In today’s work economy, students are expected to have transferable skills and a range of abilities beyond specializations. The specialized majors traditional arts schools use are not aligned with the developing economic, cultural, and creative direction the world is going in. Even to this day, much curriculum locks students into silos, but we need to help them broaden their art. The reason I know this is because we administer an extensive survey to our students and we have been a little slow to respond to their feedback.
3. Which project are you most proud of being a part of during your time as Dean of CAM?
My most recent transformative initiative is worthy of mention. CAM was selected as one of just seven schools nationally to host positions for “Mexican studies chairs” through the COMEXUS: Becas Fulbright-García Robles program. This fall, three top film scholars and media artists will be teaching on our campus. It’s a great opportunity for our students, our faculty, and the visiting scholars. My connections in Mexico helped bring this opportunity about.

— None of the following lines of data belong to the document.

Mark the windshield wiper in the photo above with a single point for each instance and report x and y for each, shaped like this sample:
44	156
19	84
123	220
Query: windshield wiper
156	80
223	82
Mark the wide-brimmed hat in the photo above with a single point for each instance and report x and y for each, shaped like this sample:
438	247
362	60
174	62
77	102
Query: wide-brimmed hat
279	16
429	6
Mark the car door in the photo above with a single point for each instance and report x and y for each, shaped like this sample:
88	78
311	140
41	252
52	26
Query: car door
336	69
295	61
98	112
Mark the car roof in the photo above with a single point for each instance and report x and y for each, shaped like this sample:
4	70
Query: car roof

My wife, Dolores’s background as a decorated employee of the U.S. Embassy in Mexico City and an appointee of former Mexican President Vicente Fox provided her with the skills to effectively interact with CAM constituencies as a volunteer. She also played a behind-the-scenes role in CAM gaining a 5-year agreement with COMEXUS, which will facilitate CAM having Mexican Studies chairs in Film & Television through 2027.
Finally, I take pride in the fact that women, minorities, and others have been hired and promoted during my time as Dean.
4. One of the things you often say is that CAM does not subscribe to the “starving artists” mindset. Are you involved in any initiatives outside of CAM that also work to fight this stereotype?
I’m on the national advisory board of the Strategic National Arts Alumni Project (SNAAP). SNAAP gathers, analyzes, and reports on survey data from over 200,000 graduates of arts and design schools and colleges to understand the professional success, educational satisfaction, and personal fulfillment of arts alumni. I’m also one of two deans on the Arts Schools Network Board, which is a trade group for principals and educators our nation’s K-12 arts schools.
5. What do you hope to see the faculty, staff, and students of CAM accomplish in the next 10 years?
Right now there is a striving to do better with verticals—excelling in a specialized area. Toward this end, a new Video Game Art and Design program is in its formative stages in CAM. This new program will meet a need for CAM students to work across the disciplines of cinema, music, technology, and animation. While some are concerned that it’s outside of specialized areas, that’s the way the industry works, and CAM is committed to preparing our students to excel in this new landscape of careers.